Quelque chose clochait. Ils n’avaient pas vu de moto en arrivant et le blondinet ne s’était pas montré suite au buzz, ne serait-ce que par curiosité ou au moins par sécurité. Le proprio ne semblait pas à l’aise, et de mémoire le jeune padawan ne devait pas être sur Paname, du moins ce jour là. Tous deux présentant un truc de louche dégainèrent leurs fines lames d’acier aiguisée et astiquées plus que régulièrement et se partagèrent l’inspection de l’arrière salle jusqu’à se retrouver face à face, alertés par une majestueuse colonne noire de fumée comme tout droit sorti d’un
volcan en éruption. Ils se précipitèrent en salle, tombèrent sur le chalumeau, sur le guetteur affichant un large sourire et enfin sur l’énorme, le gigantesque, le grandeur nature du gâteau d’anniversaire. Il froncèrent les sourcils, rangèrent leurs armes, et le bon samaritain laissa son aîné faire le tour du gâteau. Il le vit se pencher pour lire à haute voix une mystérieuse formule dont seul le grand maître Yoda en avait le secret.

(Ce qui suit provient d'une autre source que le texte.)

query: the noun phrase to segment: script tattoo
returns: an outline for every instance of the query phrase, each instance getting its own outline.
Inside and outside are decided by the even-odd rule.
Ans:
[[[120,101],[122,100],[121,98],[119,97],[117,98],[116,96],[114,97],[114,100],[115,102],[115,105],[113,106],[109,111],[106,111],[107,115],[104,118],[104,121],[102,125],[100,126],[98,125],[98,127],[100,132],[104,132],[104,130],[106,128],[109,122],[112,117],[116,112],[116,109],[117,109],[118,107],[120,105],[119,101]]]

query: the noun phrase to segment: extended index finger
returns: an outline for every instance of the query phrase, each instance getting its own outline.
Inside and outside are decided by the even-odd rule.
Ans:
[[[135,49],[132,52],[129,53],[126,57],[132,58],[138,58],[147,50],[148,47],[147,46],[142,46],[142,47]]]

« Quand les bougies ne seront plus,
Ton cadeau se dévoilera.
Carte blanche tu auras,
Et personne ne s’interposera. »
Ce n’était pas son anniversaire. Mais comme il n’avait pas d’anniversaire, comme il ne le fêtait jamais parce qu’il ne s’en souvenait plus ou du moins il préférait dire qu’il ne s’en souvenait plus du fait de sa trop longue vie par rapport à sa trop courte mémoire, et surtout parce qu’il s’était donné beaucoup de mal à pousser cette carriole, il se dit qu’il pouvait bien faire semblant, pour cette fois du moins. Lorsqu’ils se retrouvèrent tous dans le noir après avoir souffler les bougies, la musique démarra, le chapeau du gâteau se souleva et une magnifique femme aux formes généreuses, aux courbes voluptueuses, habillée d’un presque rien (d’un haut de forme, d’un nœud papillon et d’un très fin string assorti aux talons aiguilles qu’elle portait), enjamba sa cachette et se présenta comme son cadeau pour la soirée. Il se retourna, vérifia si ce n’était pas une blague, visiblement non à en croire la tête de celui qui pouvait avoir toutes les femmes au monde qu’il voulait mais qui n’en désirait qu’une sans vouloir officialiser leur union mais qui en fin de compte les rendait tous les deux malheureux. Il n’allait pas tarder à mourir d’une crise cardiaque, si tant est que cela fut possible. C’est alors que le plus timide, le moins intrépide, le plus fourbe, mais aussi le plus opportuniste de tous les immortels sourit à l’assemblée et lâcha un « Je ne suis pas
laïque, mais, Merci mon Dieu… » avant de s’enfuir en courant, emmenant la plus belle, la plus maligne, la plus conspiratrice, la plus machiavélique, la plus voleuse, la plus blonde de toutes les brunes et surtout la plus amoureuse de son meilleur ami parmi.
En y réfléchissant, il se dit qu’il fêterait bien son anniversaire tous les ans.